Während also alle anderen ihre Kreuzfahrten, Wanderungen durch die Berglandschaft Nepals und Bioweindegustationsreisen abgesagt hatten, reiste diese eine Bevölkerungsgruppe bei der erstbesten Möglichkeit in den Balkan. Die Reisen in den Balkan wurden dabei stets als unüberlegte Ausflüge deklariert, ganz klar als ein Privileg, auf das man jetzt hätte verzichten können. So las man in den Medien von Balkanferien, Balkanreisen und Balkantouristen.

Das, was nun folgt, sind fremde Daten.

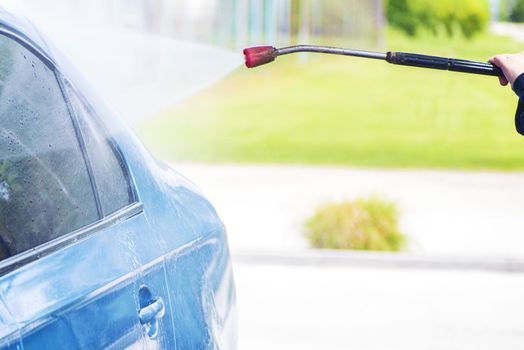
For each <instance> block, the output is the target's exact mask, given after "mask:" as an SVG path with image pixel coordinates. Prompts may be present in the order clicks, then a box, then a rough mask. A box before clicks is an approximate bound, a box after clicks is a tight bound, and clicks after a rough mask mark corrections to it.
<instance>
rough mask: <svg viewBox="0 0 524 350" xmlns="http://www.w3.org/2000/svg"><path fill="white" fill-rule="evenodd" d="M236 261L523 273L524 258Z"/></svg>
mask: <svg viewBox="0 0 524 350" xmlns="http://www.w3.org/2000/svg"><path fill="white" fill-rule="evenodd" d="M232 259H233V262H234V263H243V264H277V265H301V266H307V265H309V266H312V265H314V266H345V267H370V268H403V269H438V270H476V271H491V272H506V273H524V259H519V258H498V257H457V256H442V255H413V254H404V253H380V252H353V251H338V250H311V251H305V252H260V251H254V252H247V251H246V252H240V253H233V254H232Z"/></svg>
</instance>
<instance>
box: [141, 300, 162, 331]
mask: <svg viewBox="0 0 524 350" xmlns="http://www.w3.org/2000/svg"><path fill="white" fill-rule="evenodd" d="M165 309H166V308H165V305H164V301H163V300H162V298H160V297H158V298H156V299H155V300H154V301H153V302H152V303H151V304H149V305H147V306H144V307H143V308H141V309H140V310H138V318H139V319H140V323H141V324H142V325H143V326H144V328H145V330H146V332H147V336H148V337H149V338H151V339H155V338H156V337H157V336H158V323H159V322H158V321H159V320H160V319H161V318H162V317H164V314H165Z"/></svg>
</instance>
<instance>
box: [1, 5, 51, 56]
mask: <svg viewBox="0 0 524 350" xmlns="http://www.w3.org/2000/svg"><path fill="white" fill-rule="evenodd" d="M0 27H2V28H4V29H6V30H7V31H8V32H10V33H11V34H12V35H15V36H16V37H18V38H19V39H22V40H23V41H24V42H26V43H28V44H29V45H30V46H31V47H33V48H34V49H35V50H37V51H38V53H39V54H40V55H42V56H44V57H45V58H46V59H47V60H49V61H51V62H53V63H55V60H54V59H53V54H52V52H51V49H50V47H49V45H48V43H47V42H46V41H45V39H44V37H43V36H42V35H41V34H40V32H39V31H38V30H37V29H36V28H35V26H34V25H33V24H32V23H31V22H30V21H29V20H27V19H25V18H24V17H21V16H17V15H15V14H13V13H11V12H9V11H7V10H6V9H5V8H3V7H0Z"/></svg>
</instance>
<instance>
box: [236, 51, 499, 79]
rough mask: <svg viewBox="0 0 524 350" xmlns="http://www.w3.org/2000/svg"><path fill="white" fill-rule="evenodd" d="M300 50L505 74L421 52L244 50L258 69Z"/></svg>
mask: <svg viewBox="0 0 524 350" xmlns="http://www.w3.org/2000/svg"><path fill="white" fill-rule="evenodd" d="M297 52H317V53H326V54H333V55H343V56H354V57H364V58H372V59H377V60H384V61H387V62H389V63H392V64H397V65H402V66H412V67H421V68H431V69H440V70H449V71H452V72H462V73H472V74H481V75H492V76H503V73H502V71H501V70H500V68H499V67H497V66H494V65H492V64H490V63H484V62H476V61H468V60H460V59H456V58H446V57H438V56H427V55H419V54H414V53H407V52H394V51H390V52H387V53H384V52H374V51H363V50H353V49H344V48H338V47H329V46H314V45H298V46H290V47H284V48H281V49H277V48H275V47H273V46H257V47H251V48H247V49H245V50H244V56H245V58H246V66H247V67H248V68H254V67H258V66H261V65H263V64H266V63H270V62H273V61H274V60H275V59H276V58H277V57H278V56H283V55H288V54H292V53H297Z"/></svg>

In der Bewertung der Medien war es ein  klarer Fall von Leichtsinn und Rücksichtslosigkeit.

«Eine Fussfessel in Form einer Liste muss her.»

Es ist nicht zu leugnen, dass die Zahlen mittlerweile gestiegen sind, dass es in den letzten Wochen unglaublich viele Fälle gab, dass Serbien, Montenegro und der Kosovo nicht umsonst rot markiert sind und eine Reise nicht mehr zu empfehlen ist. Vielmehr ist die Art bedenklich, wie einer Gruppe von Menschen ihre Taten oder Handlungen – die wie gesagt kein bisschen überraschend sind – zum Vorwurf gemacht werden. Dabei wird der eigene Verzicht in den Vordergrund gestellt und es mündete schlussendlich in Strafpredigten. SRF, 20min, der Tages Anzeiger und die NZZ waren sich tagelang einig. Ganz weit vorne meldeten sich die üblichen Köpfe der SVP und verlangten orwellsche Gesetze und phantasierten über Verbote.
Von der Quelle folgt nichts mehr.